Amusing, possibly accurate. My favorite part, though, is the ending:
If you ever run into a news story that gets you physically excited, make sure to take a step back and ask why you want it to be true so bad, and see if it's clouding your judgment.People are frequently reluctant to ask the question, "Why do I believe this?" I'm not talking about major, big-B "Belief", such as belief in God or reincarnation, but the smaller, day-to-day beliefs that we cling to even in the face of other evidence.
"Crime may pay in the short run, but it'll lead to a bad end."
"Study hard in school and you'll get a good job after college."
"Michael Bay is capable of making a great movie."
Big-B Belief tends to be made of many smaller beliefs. in many ways, that makes it worse. It's easy to deal with one potentially non-rational choice, but having to assess and assimilate hundreds, if not thousands, of smaller individual beliefs is daunting. It's easy to believe in big Beliefs like "The government shall not obstruct free speech," or "Thou shall not kill." It gets more difficult when looking at specific cases.
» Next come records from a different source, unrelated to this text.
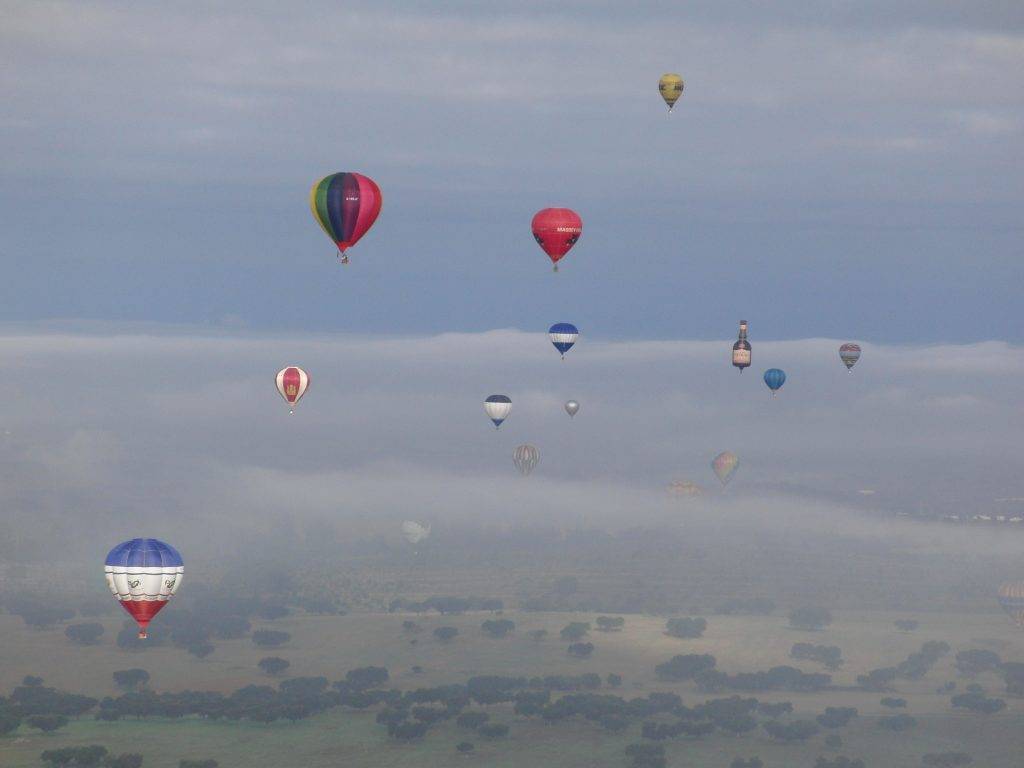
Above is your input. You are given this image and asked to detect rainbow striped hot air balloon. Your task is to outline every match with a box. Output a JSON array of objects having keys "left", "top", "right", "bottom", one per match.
[
  {"left": 105, "top": 539, "right": 183, "bottom": 639},
  {"left": 711, "top": 451, "right": 739, "bottom": 487},
  {"left": 998, "top": 582, "right": 1024, "bottom": 628},
  {"left": 310, "top": 172, "right": 382, "bottom": 264},
  {"left": 839, "top": 343, "right": 862, "bottom": 371}
]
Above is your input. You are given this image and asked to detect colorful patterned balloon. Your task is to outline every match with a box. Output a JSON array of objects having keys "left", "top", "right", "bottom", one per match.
[{"left": 310, "top": 172, "right": 382, "bottom": 263}]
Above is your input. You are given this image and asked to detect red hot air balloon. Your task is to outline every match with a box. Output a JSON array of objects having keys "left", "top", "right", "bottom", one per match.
[
  {"left": 532, "top": 208, "right": 582, "bottom": 271},
  {"left": 310, "top": 172, "right": 383, "bottom": 264}
]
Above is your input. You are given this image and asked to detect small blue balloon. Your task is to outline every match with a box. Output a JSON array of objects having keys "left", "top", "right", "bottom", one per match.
[{"left": 763, "top": 368, "right": 786, "bottom": 394}]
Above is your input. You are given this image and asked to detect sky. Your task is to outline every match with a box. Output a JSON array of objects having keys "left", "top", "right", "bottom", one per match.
[{"left": 2, "top": 1, "right": 1023, "bottom": 341}]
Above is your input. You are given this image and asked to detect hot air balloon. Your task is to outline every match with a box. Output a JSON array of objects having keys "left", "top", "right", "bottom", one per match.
[
  {"left": 998, "top": 582, "right": 1024, "bottom": 627},
  {"left": 839, "top": 343, "right": 861, "bottom": 371},
  {"left": 484, "top": 395, "right": 511, "bottom": 429},
  {"left": 711, "top": 451, "right": 739, "bottom": 487},
  {"left": 732, "top": 321, "right": 751, "bottom": 372},
  {"left": 401, "top": 521, "right": 431, "bottom": 545},
  {"left": 549, "top": 323, "right": 579, "bottom": 358},
  {"left": 104, "top": 538, "right": 183, "bottom": 639},
  {"left": 763, "top": 368, "right": 786, "bottom": 396},
  {"left": 667, "top": 480, "right": 703, "bottom": 497},
  {"left": 658, "top": 73, "right": 685, "bottom": 111},
  {"left": 309, "top": 172, "right": 382, "bottom": 264},
  {"left": 276, "top": 366, "right": 310, "bottom": 414},
  {"left": 514, "top": 444, "right": 540, "bottom": 476},
  {"left": 532, "top": 208, "right": 582, "bottom": 271},
  {"left": 564, "top": 400, "right": 580, "bottom": 418}
]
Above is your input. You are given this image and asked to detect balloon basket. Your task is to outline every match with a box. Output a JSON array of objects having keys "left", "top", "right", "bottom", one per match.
[
  {"left": 552, "top": 264, "right": 558, "bottom": 272},
  {"left": 138, "top": 629, "right": 147, "bottom": 640}
]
When it gets to the level of these details, it is important to determine not only what you believe but why you believe it. Did you examine the evidence and decide this is the most rational stance, or is it because of a bad experience you had in college? I won't argue that one is better grounds than the other, but it is important to understand for yourself. You may find some of your tightly held beliefs don't actually match your values, if you look closely enough.